The photo above is a “personalized urn” that British firm Cremation Solutions can create, using 3-D facial reconstruction software. There is obviously an uncanny element to this urn, which reduces the body into ash stored into a simulacrum of one of its components — a dismembered head with a removable skullcap — in the form of an unblinking mannequin head whose features bare an alarming similarity to the dearly departed.

Curious to find out more about this product, I visited Cremation Solutions online, and after browsing some interesting “fingerprint jewelry”, quickly turned to their stunning catalog page for the personal urn. I call it “stunning” because I hadn’t expected to encounter an urn for President Obama!

Presidential Urn

Cremation Solutions' Floor Model: President Obama

At first I was taken aback by the image, both because of the accuracy of the likeness and because of the unexpected treatment of a living person, as if he were already dead.
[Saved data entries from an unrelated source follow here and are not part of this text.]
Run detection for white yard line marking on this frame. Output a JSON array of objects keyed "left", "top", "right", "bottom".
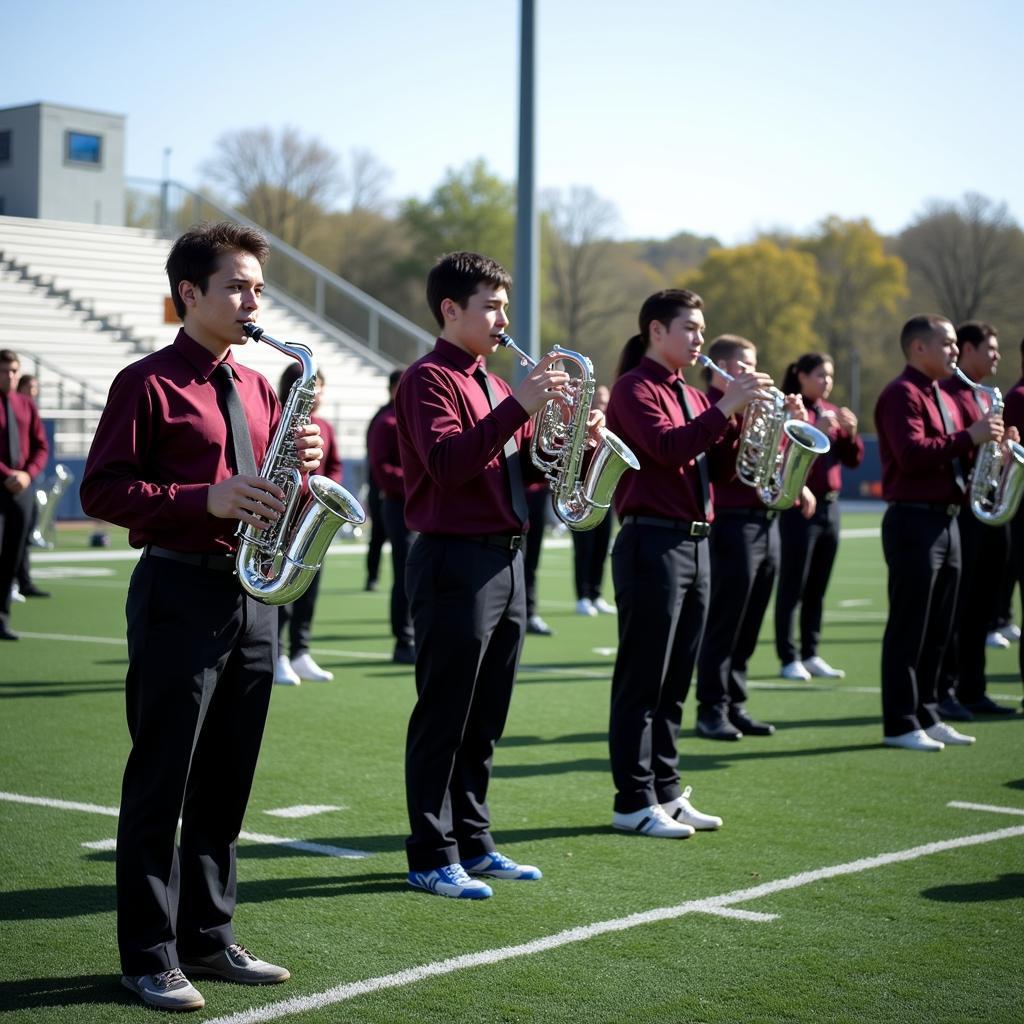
[
  {"left": 838, "top": 598, "right": 873, "bottom": 607},
  {"left": 204, "top": 823, "right": 1024, "bottom": 1024},
  {"left": 0, "top": 792, "right": 371, "bottom": 859},
  {"left": 14, "top": 631, "right": 127, "bottom": 646},
  {"left": 264, "top": 805, "right": 346, "bottom": 819},
  {"left": 947, "top": 800, "right": 1024, "bottom": 817},
  {"left": 81, "top": 838, "right": 117, "bottom": 851}
]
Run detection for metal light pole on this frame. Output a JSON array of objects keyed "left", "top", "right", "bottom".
[{"left": 513, "top": 0, "right": 539, "bottom": 367}]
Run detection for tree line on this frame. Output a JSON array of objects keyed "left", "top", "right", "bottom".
[{"left": 164, "top": 126, "right": 1024, "bottom": 417}]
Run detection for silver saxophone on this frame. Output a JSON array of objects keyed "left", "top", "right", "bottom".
[
  {"left": 498, "top": 333, "right": 640, "bottom": 531},
  {"left": 698, "top": 354, "right": 830, "bottom": 510},
  {"left": 236, "top": 323, "right": 366, "bottom": 605},
  {"left": 953, "top": 366, "right": 1024, "bottom": 526},
  {"left": 31, "top": 463, "right": 74, "bottom": 549}
]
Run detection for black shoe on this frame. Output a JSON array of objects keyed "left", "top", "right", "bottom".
[
  {"left": 963, "top": 696, "right": 1017, "bottom": 716},
  {"left": 365, "top": 579, "right": 379, "bottom": 592},
  {"left": 937, "top": 697, "right": 974, "bottom": 722},
  {"left": 0, "top": 626, "right": 19, "bottom": 641},
  {"left": 728, "top": 708, "right": 775, "bottom": 736},
  {"left": 20, "top": 586, "right": 50, "bottom": 598},
  {"left": 392, "top": 642, "right": 416, "bottom": 665},
  {"left": 696, "top": 715, "right": 742, "bottom": 741}
]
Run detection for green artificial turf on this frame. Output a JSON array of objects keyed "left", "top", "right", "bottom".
[{"left": 1, "top": 511, "right": 1022, "bottom": 1023}]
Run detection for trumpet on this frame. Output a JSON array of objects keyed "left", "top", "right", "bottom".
[
  {"left": 498, "top": 333, "right": 639, "bottom": 531},
  {"left": 697, "top": 354, "right": 830, "bottom": 510},
  {"left": 952, "top": 367, "right": 1024, "bottom": 526}
]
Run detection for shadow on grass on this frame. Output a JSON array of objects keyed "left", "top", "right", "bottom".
[
  {"left": 0, "top": 973, "right": 123, "bottom": 1013},
  {"left": 500, "top": 731, "right": 606, "bottom": 748},
  {"left": 921, "top": 873, "right": 1024, "bottom": 903},
  {"left": 0, "top": 680, "right": 124, "bottom": 699},
  {"left": 1005, "top": 778, "right": 1024, "bottom": 790}
]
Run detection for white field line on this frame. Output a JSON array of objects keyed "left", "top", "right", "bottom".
[
  {"left": 264, "top": 805, "right": 346, "bottom": 819},
  {"left": 948, "top": 800, "right": 1024, "bottom": 817},
  {"left": 0, "top": 792, "right": 371, "bottom": 859},
  {"left": 203, "top": 823, "right": 1024, "bottom": 1024}
]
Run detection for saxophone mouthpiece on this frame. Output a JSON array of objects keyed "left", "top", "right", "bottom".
[{"left": 241, "top": 322, "right": 263, "bottom": 341}]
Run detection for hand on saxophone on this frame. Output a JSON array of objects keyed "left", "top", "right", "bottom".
[
  {"left": 294, "top": 421, "right": 324, "bottom": 473},
  {"left": 715, "top": 367, "right": 774, "bottom": 418},
  {"left": 799, "top": 486, "right": 817, "bottom": 520},
  {"left": 784, "top": 394, "right": 809, "bottom": 422},
  {"left": 968, "top": 411, "right": 1004, "bottom": 446},
  {"left": 513, "top": 353, "right": 571, "bottom": 415},
  {"left": 208, "top": 476, "right": 286, "bottom": 529},
  {"left": 585, "top": 408, "right": 606, "bottom": 448}
]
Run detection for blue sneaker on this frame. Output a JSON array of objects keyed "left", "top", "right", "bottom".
[
  {"left": 407, "top": 863, "right": 493, "bottom": 899},
  {"left": 462, "top": 851, "right": 543, "bottom": 880}
]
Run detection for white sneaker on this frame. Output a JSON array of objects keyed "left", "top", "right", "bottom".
[
  {"left": 592, "top": 597, "right": 616, "bottom": 615},
  {"left": 883, "top": 729, "right": 944, "bottom": 752},
  {"left": 576, "top": 598, "right": 598, "bottom": 617},
  {"left": 803, "top": 655, "right": 845, "bottom": 679},
  {"left": 925, "top": 722, "right": 976, "bottom": 746},
  {"left": 661, "top": 785, "right": 722, "bottom": 830},
  {"left": 10, "top": 584, "right": 25, "bottom": 604},
  {"left": 780, "top": 660, "right": 811, "bottom": 680},
  {"left": 274, "top": 654, "right": 301, "bottom": 686},
  {"left": 998, "top": 623, "right": 1021, "bottom": 642},
  {"left": 986, "top": 631, "right": 1011, "bottom": 649},
  {"left": 291, "top": 652, "right": 333, "bottom": 681},
  {"left": 121, "top": 969, "right": 205, "bottom": 1011},
  {"left": 612, "top": 804, "right": 694, "bottom": 839}
]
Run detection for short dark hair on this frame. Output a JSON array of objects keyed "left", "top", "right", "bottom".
[
  {"left": 278, "top": 362, "right": 324, "bottom": 405},
  {"left": 166, "top": 221, "right": 270, "bottom": 320},
  {"left": 616, "top": 289, "right": 704, "bottom": 378},
  {"left": 425, "top": 252, "right": 512, "bottom": 329},
  {"left": 781, "top": 352, "right": 832, "bottom": 395},
  {"left": 702, "top": 334, "right": 756, "bottom": 386},
  {"left": 16, "top": 374, "right": 37, "bottom": 394},
  {"left": 956, "top": 320, "right": 997, "bottom": 350},
  {"left": 388, "top": 368, "right": 404, "bottom": 388},
  {"left": 899, "top": 314, "right": 950, "bottom": 356},
  {"left": 0, "top": 349, "right": 19, "bottom": 365}
]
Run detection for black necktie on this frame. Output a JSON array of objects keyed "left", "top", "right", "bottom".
[
  {"left": 933, "top": 383, "right": 967, "bottom": 494},
  {"left": 5, "top": 394, "right": 20, "bottom": 468},
  {"left": 673, "top": 379, "right": 710, "bottom": 519},
  {"left": 215, "top": 362, "right": 258, "bottom": 476},
  {"left": 474, "top": 366, "right": 529, "bottom": 527}
]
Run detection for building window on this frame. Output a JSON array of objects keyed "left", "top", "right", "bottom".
[
  {"left": 0, "top": 131, "right": 10, "bottom": 163},
  {"left": 66, "top": 130, "right": 102, "bottom": 165}
]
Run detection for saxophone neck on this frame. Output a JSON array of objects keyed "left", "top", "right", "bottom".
[{"left": 243, "top": 322, "right": 317, "bottom": 383}]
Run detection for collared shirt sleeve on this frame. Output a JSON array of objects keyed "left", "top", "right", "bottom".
[
  {"left": 367, "top": 407, "right": 404, "bottom": 497},
  {"left": 877, "top": 379, "right": 972, "bottom": 473},
  {"left": 0, "top": 394, "right": 49, "bottom": 480}
]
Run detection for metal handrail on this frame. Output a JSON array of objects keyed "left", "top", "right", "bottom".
[{"left": 126, "top": 177, "right": 433, "bottom": 368}]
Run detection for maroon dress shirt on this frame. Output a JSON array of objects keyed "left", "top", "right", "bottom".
[
  {"left": 0, "top": 391, "right": 49, "bottom": 481},
  {"left": 396, "top": 338, "right": 536, "bottom": 535},
  {"left": 367, "top": 403, "right": 404, "bottom": 501},
  {"left": 704, "top": 385, "right": 762, "bottom": 510},
  {"left": 804, "top": 398, "right": 864, "bottom": 496},
  {"left": 80, "top": 329, "right": 281, "bottom": 552},
  {"left": 607, "top": 357, "right": 728, "bottom": 521},
  {"left": 874, "top": 365, "right": 972, "bottom": 504},
  {"left": 312, "top": 414, "right": 342, "bottom": 484},
  {"left": 1003, "top": 377, "right": 1024, "bottom": 434}
]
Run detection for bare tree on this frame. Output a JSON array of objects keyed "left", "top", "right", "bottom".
[
  {"left": 897, "top": 193, "right": 1024, "bottom": 324},
  {"left": 346, "top": 148, "right": 393, "bottom": 213},
  {"left": 201, "top": 126, "right": 343, "bottom": 249},
  {"left": 543, "top": 186, "right": 630, "bottom": 345}
]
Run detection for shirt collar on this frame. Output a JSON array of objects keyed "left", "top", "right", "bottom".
[
  {"left": 902, "top": 364, "right": 939, "bottom": 393},
  {"left": 639, "top": 355, "right": 685, "bottom": 386},
  {"left": 173, "top": 329, "right": 248, "bottom": 383},
  {"left": 434, "top": 337, "right": 486, "bottom": 377}
]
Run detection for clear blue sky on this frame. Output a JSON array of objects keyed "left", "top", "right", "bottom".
[{"left": 5, "top": 0, "right": 1022, "bottom": 243}]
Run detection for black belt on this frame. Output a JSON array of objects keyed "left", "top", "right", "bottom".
[
  {"left": 714, "top": 507, "right": 777, "bottom": 522},
  {"left": 143, "top": 544, "right": 238, "bottom": 572},
  {"left": 434, "top": 533, "right": 524, "bottom": 551},
  {"left": 888, "top": 501, "right": 960, "bottom": 518},
  {"left": 821, "top": 490, "right": 840, "bottom": 504},
  {"left": 621, "top": 515, "right": 711, "bottom": 538}
]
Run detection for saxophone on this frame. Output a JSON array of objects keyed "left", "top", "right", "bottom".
[
  {"left": 498, "top": 333, "right": 639, "bottom": 531},
  {"left": 236, "top": 323, "right": 366, "bottom": 605},
  {"left": 953, "top": 367, "right": 1024, "bottom": 526},
  {"left": 697, "top": 355, "right": 830, "bottom": 510},
  {"left": 31, "top": 463, "right": 73, "bottom": 549}
]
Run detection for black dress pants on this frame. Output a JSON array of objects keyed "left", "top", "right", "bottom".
[
  {"left": 524, "top": 486, "right": 549, "bottom": 618},
  {"left": 880, "top": 505, "right": 960, "bottom": 737},
  {"left": 117, "top": 554, "right": 276, "bottom": 976},
  {"left": 278, "top": 567, "right": 322, "bottom": 658},
  {"left": 775, "top": 499, "right": 840, "bottom": 664},
  {"left": 364, "top": 483, "right": 385, "bottom": 586},
  {"left": 609, "top": 523, "right": 709, "bottom": 814},
  {"left": 381, "top": 496, "right": 413, "bottom": 646},
  {"left": 0, "top": 487, "right": 34, "bottom": 630},
  {"left": 404, "top": 535, "right": 525, "bottom": 871},
  {"left": 696, "top": 510, "right": 777, "bottom": 713},
  {"left": 572, "top": 510, "right": 613, "bottom": 600}
]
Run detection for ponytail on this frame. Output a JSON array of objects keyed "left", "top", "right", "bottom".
[{"left": 616, "top": 334, "right": 648, "bottom": 379}]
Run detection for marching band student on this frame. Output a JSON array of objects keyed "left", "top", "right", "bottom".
[
  {"left": 363, "top": 375, "right": 400, "bottom": 593},
  {"left": 397, "top": 251, "right": 593, "bottom": 898},
  {"left": 695, "top": 336, "right": 811, "bottom": 741},
  {"left": 874, "top": 315, "right": 1003, "bottom": 751},
  {"left": 367, "top": 367, "right": 416, "bottom": 664},
  {"left": 81, "top": 222, "right": 323, "bottom": 1012},
  {"left": 275, "top": 363, "right": 343, "bottom": 685},
  {"left": 606, "top": 293, "right": 769, "bottom": 839},
  {"left": 1000, "top": 334, "right": 1024, "bottom": 711},
  {"left": 936, "top": 322, "right": 1016, "bottom": 717},
  {"left": 775, "top": 353, "right": 863, "bottom": 681}
]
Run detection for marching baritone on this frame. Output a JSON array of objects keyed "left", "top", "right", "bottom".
[{"left": 605, "top": 292, "right": 770, "bottom": 839}]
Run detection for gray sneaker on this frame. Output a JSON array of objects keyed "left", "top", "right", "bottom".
[
  {"left": 180, "top": 944, "right": 290, "bottom": 985},
  {"left": 121, "top": 969, "right": 205, "bottom": 1011}
]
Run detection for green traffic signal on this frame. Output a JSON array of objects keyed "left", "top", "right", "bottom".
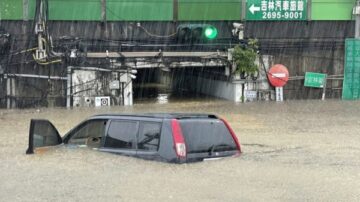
[
  {"left": 176, "top": 24, "right": 218, "bottom": 43},
  {"left": 204, "top": 26, "right": 218, "bottom": 40}
]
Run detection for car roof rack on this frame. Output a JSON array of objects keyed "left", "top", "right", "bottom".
[{"left": 91, "top": 113, "right": 218, "bottom": 119}]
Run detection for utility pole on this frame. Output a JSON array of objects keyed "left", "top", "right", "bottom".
[
  {"left": 34, "top": 0, "right": 47, "bottom": 61},
  {"left": 354, "top": 0, "right": 360, "bottom": 38}
]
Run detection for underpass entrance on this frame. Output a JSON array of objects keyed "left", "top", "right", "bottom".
[{"left": 133, "top": 66, "right": 231, "bottom": 104}]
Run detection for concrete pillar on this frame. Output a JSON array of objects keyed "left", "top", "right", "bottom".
[
  {"left": 234, "top": 82, "right": 242, "bottom": 102},
  {"left": 6, "top": 77, "right": 16, "bottom": 109},
  {"left": 356, "top": 16, "right": 360, "bottom": 38},
  {"left": 110, "top": 72, "right": 121, "bottom": 105},
  {"left": 354, "top": 1, "right": 360, "bottom": 38},
  {"left": 11, "top": 78, "right": 15, "bottom": 108},
  {"left": 6, "top": 75, "right": 11, "bottom": 109},
  {"left": 120, "top": 72, "right": 134, "bottom": 106},
  {"left": 124, "top": 78, "right": 133, "bottom": 106},
  {"left": 66, "top": 66, "right": 72, "bottom": 108}
]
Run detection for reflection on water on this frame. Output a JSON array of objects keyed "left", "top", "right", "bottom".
[
  {"left": 134, "top": 83, "right": 171, "bottom": 102},
  {"left": 156, "top": 94, "right": 169, "bottom": 104}
]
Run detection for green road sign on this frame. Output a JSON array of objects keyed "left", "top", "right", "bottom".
[
  {"left": 304, "top": 72, "right": 327, "bottom": 88},
  {"left": 246, "top": 0, "right": 307, "bottom": 21},
  {"left": 343, "top": 39, "right": 360, "bottom": 100}
]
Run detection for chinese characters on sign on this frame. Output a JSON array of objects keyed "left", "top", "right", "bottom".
[
  {"left": 304, "top": 72, "right": 327, "bottom": 88},
  {"left": 247, "top": 0, "right": 307, "bottom": 21}
]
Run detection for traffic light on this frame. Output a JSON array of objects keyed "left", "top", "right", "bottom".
[{"left": 176, "top": 24, "right": 218, "bottom": 43}]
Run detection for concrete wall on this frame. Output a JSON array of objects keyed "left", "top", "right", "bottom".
[
  {"left": 190, "top": 76, "right": 241, "bottom": 102},
  {"left": 174, "top": 55, "right": 274, "bottom": 102}
]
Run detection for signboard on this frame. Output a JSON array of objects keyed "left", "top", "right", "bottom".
[
  {"left": 343, "top": 39, "right": 360, "bottom": 100},
  {"left": 267, "top": 64, "right": 289, "bottom": 87},
  {"left": 304, "top": 72, "right": 327, "bottom": 88},
  {"left": 246, "top": 0, "right": 307, "bottom": 21},
  {"left": 110, "top": 80, "right": 120, "bottom": 90},
  {"left": 95, "top": 96, "right": 111, "bottom": 107},
  {"left": 245, "top": 90, "right": 258, "bottom": 101}
]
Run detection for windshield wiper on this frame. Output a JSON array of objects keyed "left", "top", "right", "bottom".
[{"left": 138, "top": 133, "right": 159, "bottom": 146}]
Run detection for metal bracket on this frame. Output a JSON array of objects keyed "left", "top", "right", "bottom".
[
  {"left": 35, "top": 23, "right": 44, "bottom": 34},
  {"left": 35, "top": 49, "right": 47, "bottom": 61}
]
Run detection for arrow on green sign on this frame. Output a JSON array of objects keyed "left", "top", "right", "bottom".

As it sunk in, I realized that most presidential figures and celebrities — indeed, anyone whose image is popular — are memorialized in a similar fashion, having their images frozen into postage stamps and plaster busts — and so, conceptually, this tribute is not so aberrant. But the uncanny is still omnipresent in the unblinking return of the gaze, the doppelganger of the dead person permanently placed on your mantle. There’s a reason why graveyards spook us: they are the spaces where the dead “live”; cremation urns can respect the role of the dead in a loving family’s home, but the more lifelike the urn, the more uncanny it becomes, making the boundaries between life and death — subject and object — very blurry. The commercial marketing of such memorials, both loved ones and celebrities, sold “on demand” (just $2600 for an urn that can hold all the ashes; $600 for a smaller keepsake), integrating the unfamiliar “magic” of high technology with the domestic familiarity of family photographs, brings this into the realm of the popular uncanny.

I could go on and on about the stock elements of the unheimlich in these urns. But one thing this particular practice brings to mind is a rising cultural trend toward employing 3D image rendering in ways that clone or replicate us. The art world seems to be responding to this with great interest. Visit the WebDesigner’s Depot on “Mind-Blowing Hyperrealistic Sculptures” or Eric Testroete’s Papercraft Self-Portrait series to muse over the implications and potentials of all this technology. I suspect we’ll see many more “personalized” objects mapped off images of ourselves or popular images in the media — there’s no end to our sense of wonder about ourselves, but one has to also wonder where natural fascination ends and cultural narcissism begins.